One of the uses for American persimmons is as ornamental trees, given their colorful fruit and intensely green, leathery leaves that turn purple in the fall. However, most American persimmon cultivation is for the fruit.
The persimmons you see in grocery stores are usually Asian persimmons. American persimmon tree facts tell you that the fruit from the native tree is smaller than Asian persimmons, only 2 inches (5 cm.) in diameter. The fruit, also called persimmon, has a bitter, astringent flavor before it ripens. Ripe fruit is a golden orange or red color, and very sweet.
You can find a hundred uses for the persimmon fruit, including eating them right off the trees. The pulp makes good persimmon baked products, or it can be dried.
American Persimmon Cultivation
If you want to start growing American persimmons, you need to know that the species tree is dioecious. That means that a tree produces either male or female flowers, and you’ll need another variety in the area to get the tree to fruit.

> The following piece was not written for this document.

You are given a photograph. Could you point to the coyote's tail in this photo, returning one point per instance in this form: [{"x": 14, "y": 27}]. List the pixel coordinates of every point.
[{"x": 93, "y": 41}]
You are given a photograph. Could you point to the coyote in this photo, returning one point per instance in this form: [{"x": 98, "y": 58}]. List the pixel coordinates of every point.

However, several cultivars of American persimmon trees are self-fruitful. That means that one lone tree can produce fruit, and the fruits are seedless. One self-fruitful cultivar to try is ‘Meader.’
To succeed in growing American persimmon trees for fruit, you’ll do best to select a site with well-draining soil. These trees thrive on loamy, moist soil in an area that gets ample sun. The trees do tolerate poor soil, however, and even hot, dry soil.